THE Teachers Dignity Coalition (TDC) is understandably concerned about the danger faced by the nation’s teachers when the school year begins on Monday, October 5.
“Almost a million teachers who are in charge of serving 24 million learners will be forced to physically interact with parents and other stakeholders at some levels and this is a health and safety nightmare that brings chills to the spines of the sane because people would take public transportation vehicles, move thousands of modules back and forth, and at some point will have to do face-to-face meetings as online infrastructures prove frighteningly inadequate,” TDC National Chairman Benjo Basa said.
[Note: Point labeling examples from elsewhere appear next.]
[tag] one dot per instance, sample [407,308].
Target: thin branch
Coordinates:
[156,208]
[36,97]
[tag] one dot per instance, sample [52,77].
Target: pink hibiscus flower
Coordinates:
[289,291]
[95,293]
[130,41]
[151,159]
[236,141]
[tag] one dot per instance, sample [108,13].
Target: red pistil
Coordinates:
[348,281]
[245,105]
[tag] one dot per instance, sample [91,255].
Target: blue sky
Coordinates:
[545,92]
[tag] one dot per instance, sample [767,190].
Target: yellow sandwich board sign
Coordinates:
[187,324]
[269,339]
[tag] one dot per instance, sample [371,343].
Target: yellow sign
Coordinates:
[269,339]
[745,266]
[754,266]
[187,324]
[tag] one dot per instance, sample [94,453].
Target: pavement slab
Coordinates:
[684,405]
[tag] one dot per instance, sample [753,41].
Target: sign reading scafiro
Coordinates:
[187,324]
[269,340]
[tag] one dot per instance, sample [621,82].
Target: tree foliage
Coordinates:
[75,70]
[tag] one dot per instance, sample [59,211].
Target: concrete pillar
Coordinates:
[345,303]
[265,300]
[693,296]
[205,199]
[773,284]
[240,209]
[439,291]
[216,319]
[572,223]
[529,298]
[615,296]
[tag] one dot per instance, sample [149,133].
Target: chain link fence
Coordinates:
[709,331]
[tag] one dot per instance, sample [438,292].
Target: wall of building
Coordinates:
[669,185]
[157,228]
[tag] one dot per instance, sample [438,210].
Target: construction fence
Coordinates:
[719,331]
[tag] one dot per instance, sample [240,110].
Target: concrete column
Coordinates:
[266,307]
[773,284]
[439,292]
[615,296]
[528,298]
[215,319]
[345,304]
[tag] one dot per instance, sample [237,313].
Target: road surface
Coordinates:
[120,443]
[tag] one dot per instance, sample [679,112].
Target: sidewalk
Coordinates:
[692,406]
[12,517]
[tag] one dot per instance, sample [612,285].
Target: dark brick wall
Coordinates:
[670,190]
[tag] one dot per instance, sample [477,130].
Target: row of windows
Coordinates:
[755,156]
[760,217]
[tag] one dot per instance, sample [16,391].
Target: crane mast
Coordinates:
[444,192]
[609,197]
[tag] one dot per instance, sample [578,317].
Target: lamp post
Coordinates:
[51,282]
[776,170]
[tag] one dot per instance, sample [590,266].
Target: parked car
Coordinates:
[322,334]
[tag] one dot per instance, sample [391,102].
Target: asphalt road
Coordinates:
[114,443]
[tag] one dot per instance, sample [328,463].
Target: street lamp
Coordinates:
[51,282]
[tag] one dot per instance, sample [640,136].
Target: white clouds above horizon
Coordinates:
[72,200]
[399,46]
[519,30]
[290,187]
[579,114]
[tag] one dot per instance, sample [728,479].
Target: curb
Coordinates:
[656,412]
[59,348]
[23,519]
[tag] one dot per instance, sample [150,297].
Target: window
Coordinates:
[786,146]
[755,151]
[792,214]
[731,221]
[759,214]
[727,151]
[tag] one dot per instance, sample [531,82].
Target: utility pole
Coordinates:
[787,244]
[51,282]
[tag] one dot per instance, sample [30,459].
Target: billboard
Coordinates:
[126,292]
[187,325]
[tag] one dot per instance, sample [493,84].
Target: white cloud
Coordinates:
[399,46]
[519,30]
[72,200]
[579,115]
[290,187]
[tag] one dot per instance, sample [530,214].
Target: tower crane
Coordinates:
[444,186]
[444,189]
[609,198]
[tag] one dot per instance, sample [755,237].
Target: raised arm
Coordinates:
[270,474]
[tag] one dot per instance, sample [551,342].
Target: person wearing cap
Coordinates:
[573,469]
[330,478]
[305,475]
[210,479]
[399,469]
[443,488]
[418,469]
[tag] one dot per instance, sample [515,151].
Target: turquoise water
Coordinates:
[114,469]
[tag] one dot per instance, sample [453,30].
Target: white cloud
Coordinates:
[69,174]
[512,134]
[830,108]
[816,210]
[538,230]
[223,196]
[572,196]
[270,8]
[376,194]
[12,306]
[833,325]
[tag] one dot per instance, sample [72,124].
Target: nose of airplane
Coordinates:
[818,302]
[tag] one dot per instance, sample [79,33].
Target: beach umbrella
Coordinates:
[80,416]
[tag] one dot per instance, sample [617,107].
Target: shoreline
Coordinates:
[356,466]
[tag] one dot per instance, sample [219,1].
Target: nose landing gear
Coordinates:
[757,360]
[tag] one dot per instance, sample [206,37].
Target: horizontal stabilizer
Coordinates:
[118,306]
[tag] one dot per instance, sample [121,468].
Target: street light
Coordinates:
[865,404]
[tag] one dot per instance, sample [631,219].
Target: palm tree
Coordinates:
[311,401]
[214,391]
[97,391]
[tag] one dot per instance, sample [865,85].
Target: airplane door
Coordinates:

The emergency in the country due to the COVID-19 pandemic has been extended by the President for another year, he said, but the security and safety of teachers and learners are yet to be properly addressed.
Basas summarized the organization’s concerns as the nation moves close to the opening of the school year three days from today. The modules he spoke of are printed materials which are supposed to be given to each student in his/her home at the start of the school year, then gathered for assessment by the teacher. This is a process with unimaginable complications and danger to the health and safety of the teachers.
And this is only one of the problems in the proposed system. Aside from the printed modules, the classes are supposed to include radio, television, and Internet sessions. Out there in the provinces, how many among the nation’s 24 million learners have the tablets and other technical facilities? And how many homes and areas have Internet service?
The TDC was naturally concerned about the danger to the health of the teachers in distributing and later gathering the printed modules. But it also pointed out the other problems in its “Notes and Recommendations from Teachers on the Resumption of Classes for School Year 2020-2021.”
It may be too late to make any substantial changes in the plans of the Department of Education (DepEd), especially since the opening of the school year has already been postponed twice – from the original June to August 24, then to October 5. The TDC is for moving the opening to January next year.
But it asked DepEd officials to see for themselves the situation in the provinces and perhaps adopt some measures to ease the situation, especially the danger to the health and safety of teaches in traveling over wide areas to the homes of their students.